Today was a fun day. Can’t wait to see what projects 3, 4, … and n, in k8s or other things, bring my way.

I spent most of last weekend at my alma mater, UMBC. Friday night, I met some new mentees through the CWIT mentoring program, and Saturday and Sunday were spent at HackUMBC. So, lots of opportunities to observe undergraduates in action and answer questions about what sorts of things my company does and who we hire.

The hackathon was a very interesting experience for me. Participants got started after lunch on Saturday and turned in their projects Sunday at 1. There was no guidance on what to build or who to build it with, other than that teams could consist of 1-4 participants. There were a few prizes offered by sponsors such as ourselves for which a team could go after – ours was for best data visualization but others sought best hack using Docker, best use of public financial data, or best use of Google Cloud Platform, just to name a few. There was nothing stopping a project from applying for multiple categories: I know we saw a project for our data visualization judging that used financial data and Docker containers – not sure if they hosted anything on Google Cloud Platform.

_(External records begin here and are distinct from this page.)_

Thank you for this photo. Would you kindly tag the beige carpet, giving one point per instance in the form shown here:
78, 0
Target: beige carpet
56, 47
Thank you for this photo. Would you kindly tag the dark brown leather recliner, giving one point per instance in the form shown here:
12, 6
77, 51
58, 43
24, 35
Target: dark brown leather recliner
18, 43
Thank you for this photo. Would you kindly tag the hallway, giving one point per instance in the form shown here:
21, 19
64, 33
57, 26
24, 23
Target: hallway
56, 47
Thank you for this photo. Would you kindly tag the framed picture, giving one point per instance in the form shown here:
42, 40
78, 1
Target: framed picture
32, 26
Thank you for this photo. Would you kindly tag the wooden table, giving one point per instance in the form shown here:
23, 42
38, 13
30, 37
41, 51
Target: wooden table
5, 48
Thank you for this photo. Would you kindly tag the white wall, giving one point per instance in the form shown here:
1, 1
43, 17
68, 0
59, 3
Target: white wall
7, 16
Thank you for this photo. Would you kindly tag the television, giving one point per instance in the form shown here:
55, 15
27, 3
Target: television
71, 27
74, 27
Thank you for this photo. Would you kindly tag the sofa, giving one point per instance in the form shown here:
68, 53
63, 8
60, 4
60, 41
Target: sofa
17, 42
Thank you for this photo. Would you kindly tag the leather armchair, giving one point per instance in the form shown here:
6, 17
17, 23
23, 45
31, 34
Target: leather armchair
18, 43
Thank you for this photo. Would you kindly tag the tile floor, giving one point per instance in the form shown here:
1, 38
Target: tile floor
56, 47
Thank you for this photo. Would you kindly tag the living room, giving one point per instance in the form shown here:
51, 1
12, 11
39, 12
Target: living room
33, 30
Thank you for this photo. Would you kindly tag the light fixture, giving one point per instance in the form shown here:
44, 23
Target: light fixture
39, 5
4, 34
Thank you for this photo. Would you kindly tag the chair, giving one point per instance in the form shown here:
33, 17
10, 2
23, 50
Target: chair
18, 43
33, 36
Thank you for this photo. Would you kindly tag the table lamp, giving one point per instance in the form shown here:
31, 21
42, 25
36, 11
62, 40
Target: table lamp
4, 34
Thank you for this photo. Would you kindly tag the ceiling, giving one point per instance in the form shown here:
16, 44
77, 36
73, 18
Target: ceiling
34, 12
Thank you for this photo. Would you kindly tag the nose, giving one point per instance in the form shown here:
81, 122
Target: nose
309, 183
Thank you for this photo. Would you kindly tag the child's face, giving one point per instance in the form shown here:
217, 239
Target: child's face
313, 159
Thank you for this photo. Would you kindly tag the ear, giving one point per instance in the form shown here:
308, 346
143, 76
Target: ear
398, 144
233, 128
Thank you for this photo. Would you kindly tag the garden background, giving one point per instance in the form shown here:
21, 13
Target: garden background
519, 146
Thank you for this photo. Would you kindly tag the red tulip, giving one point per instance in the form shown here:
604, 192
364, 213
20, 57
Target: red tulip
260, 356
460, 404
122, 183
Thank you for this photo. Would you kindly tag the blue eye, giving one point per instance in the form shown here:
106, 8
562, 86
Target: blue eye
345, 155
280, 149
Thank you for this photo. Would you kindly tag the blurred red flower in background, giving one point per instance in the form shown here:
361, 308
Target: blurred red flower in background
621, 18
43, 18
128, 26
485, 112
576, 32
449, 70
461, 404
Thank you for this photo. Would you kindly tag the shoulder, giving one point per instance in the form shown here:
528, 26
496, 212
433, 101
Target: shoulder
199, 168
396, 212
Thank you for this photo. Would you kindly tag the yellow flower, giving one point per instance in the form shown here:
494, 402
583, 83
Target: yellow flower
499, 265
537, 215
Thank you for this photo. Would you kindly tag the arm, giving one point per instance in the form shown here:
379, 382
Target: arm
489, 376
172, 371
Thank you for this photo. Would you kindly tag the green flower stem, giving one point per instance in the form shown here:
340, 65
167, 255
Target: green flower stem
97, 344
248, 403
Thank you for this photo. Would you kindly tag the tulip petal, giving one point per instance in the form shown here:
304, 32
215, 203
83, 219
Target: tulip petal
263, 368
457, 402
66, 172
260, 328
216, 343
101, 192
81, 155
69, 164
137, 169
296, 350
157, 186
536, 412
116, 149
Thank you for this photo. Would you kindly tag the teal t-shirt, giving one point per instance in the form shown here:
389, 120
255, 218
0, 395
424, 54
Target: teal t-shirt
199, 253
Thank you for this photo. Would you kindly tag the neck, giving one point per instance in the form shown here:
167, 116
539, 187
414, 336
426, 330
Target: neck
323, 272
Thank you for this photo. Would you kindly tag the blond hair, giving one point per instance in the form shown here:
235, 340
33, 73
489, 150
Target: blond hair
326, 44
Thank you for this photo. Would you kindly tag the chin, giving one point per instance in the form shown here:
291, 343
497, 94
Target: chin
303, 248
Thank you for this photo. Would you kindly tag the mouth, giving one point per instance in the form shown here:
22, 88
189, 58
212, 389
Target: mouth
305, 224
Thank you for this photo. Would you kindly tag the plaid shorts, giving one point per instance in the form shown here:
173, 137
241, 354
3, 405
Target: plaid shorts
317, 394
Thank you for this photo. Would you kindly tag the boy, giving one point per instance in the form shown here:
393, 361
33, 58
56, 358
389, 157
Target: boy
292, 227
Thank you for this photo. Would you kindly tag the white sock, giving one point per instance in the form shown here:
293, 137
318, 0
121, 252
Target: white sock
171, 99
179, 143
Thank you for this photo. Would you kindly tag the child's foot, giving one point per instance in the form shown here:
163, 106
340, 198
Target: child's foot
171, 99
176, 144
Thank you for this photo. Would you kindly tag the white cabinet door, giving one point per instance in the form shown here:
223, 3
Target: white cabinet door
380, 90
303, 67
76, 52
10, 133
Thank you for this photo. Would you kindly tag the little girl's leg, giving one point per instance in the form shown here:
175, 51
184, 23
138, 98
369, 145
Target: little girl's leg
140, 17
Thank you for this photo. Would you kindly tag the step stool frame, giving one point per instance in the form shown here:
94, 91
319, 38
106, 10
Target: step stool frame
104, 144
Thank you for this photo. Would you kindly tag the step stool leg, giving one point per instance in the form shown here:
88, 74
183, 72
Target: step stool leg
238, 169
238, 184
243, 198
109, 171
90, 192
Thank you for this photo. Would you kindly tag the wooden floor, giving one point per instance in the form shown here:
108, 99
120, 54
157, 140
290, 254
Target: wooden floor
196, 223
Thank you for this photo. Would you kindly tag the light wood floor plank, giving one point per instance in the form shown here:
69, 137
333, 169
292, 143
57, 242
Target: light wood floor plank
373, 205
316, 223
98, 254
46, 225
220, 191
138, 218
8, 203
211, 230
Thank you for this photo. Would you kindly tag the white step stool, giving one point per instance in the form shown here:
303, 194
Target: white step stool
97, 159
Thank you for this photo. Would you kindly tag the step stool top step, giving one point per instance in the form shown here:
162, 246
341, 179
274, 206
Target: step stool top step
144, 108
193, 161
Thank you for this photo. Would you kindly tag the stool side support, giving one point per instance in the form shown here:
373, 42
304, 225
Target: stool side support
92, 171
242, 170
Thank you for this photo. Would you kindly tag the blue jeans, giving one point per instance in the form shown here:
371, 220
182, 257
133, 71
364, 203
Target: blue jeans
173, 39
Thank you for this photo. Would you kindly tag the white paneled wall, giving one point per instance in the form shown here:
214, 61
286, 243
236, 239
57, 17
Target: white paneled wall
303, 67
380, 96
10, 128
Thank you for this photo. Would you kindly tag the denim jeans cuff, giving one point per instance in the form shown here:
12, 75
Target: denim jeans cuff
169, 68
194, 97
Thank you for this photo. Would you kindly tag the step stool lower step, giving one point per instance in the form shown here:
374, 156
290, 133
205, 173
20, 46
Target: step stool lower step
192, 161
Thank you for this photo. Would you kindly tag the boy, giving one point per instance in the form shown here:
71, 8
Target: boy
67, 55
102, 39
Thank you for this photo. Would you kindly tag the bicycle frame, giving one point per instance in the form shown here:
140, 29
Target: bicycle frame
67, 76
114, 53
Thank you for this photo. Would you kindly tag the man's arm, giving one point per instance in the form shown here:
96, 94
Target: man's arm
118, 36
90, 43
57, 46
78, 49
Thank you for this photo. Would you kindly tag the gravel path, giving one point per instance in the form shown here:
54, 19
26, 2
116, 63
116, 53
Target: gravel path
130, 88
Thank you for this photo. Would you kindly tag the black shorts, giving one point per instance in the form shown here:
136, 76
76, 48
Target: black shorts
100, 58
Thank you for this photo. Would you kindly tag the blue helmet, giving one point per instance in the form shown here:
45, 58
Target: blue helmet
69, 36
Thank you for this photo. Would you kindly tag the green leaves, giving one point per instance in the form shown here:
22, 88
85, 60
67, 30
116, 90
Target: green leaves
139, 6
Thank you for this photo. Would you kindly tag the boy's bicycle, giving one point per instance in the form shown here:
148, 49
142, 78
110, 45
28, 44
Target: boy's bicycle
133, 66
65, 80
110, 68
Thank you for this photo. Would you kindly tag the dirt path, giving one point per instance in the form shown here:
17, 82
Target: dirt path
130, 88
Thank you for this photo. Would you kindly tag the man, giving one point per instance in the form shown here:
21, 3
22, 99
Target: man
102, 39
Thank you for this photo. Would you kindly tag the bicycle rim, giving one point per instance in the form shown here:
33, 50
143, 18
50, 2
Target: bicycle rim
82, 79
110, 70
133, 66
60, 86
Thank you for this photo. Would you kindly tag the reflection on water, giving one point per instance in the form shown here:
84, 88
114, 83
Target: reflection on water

The goal of a hackathon isn’t only to win prizes, of course. It’s also supposed to give teams a chance to learn and apply new skills. The team that won our prize used Unity, a gaming engine. Other teams used d3.js or plot.ly or Google Maps + some HTML or even Minecraft (linking directly to that project – innovative idea). Some teams got farther than others: one team had a great concept and a locally installed Jupyter notebook (via Docker, if I remember correctly: check off a potential prize category) with a well-built out machine learning model that they could reason about and defend. But they just hadn’t gotten to hooking up their prototype UI to their data. Another team had a drop-down list to trigger a visualization, but could only as yet talk to their concept of the visualization. That didn’t win them our prize, but still gave those teams a good bit of interesting experiences to talk to us about.

Remember, these students had 24 hours to bring together a team, put together a project concept, and then execute on their concept. Now, I know practically that some of these folks team regularly together. And at least one team indicated they’d been scraping Twitter data ahead of the event to give them a leg up on building out their display that needed geo-located tweets. Still, though: I saw team formation happening in the hackathon Slack channel and at the tables in front of our sponsor area.

What was more amazing to me was that a few teams came up to our table and asked my guidance on what tools to use. Some of that happened late in the afternoon on Saturday. Meaning, they were picking their toolkits on the fly, and then building out their app without prior experience in at least portions of the stack. For a project that had a hard timeline, though admittedly loose requirements. Wow – the very thought gives me personally the shudders, were I in their shoes. Uh, I’d want to form my team knowing that folks had complementary skills that could come together to solve a generic set of problems. One team told me they didn’t know how to interact with databases and knew they wanted one, so they coded up a flat file database on the fly. I have to believe I’d have taken a different route, but kudos to them for pulling something off with it.

I’m trying to imagine how to use that hackathon idea for an event at my company or through BWIC. I’d have a hard time personally carving out a full weekend: attending the event during the day was a big enough lift, but many of the students stayed overnight. One indicated to me she’d had a great idea and burst of energy after her 20 minute power nap. Ugh. Been there, done that, don’t wanna go back! But maybe spreading it out over a week would work. Or constraining it to a day. It just looked like so much fun!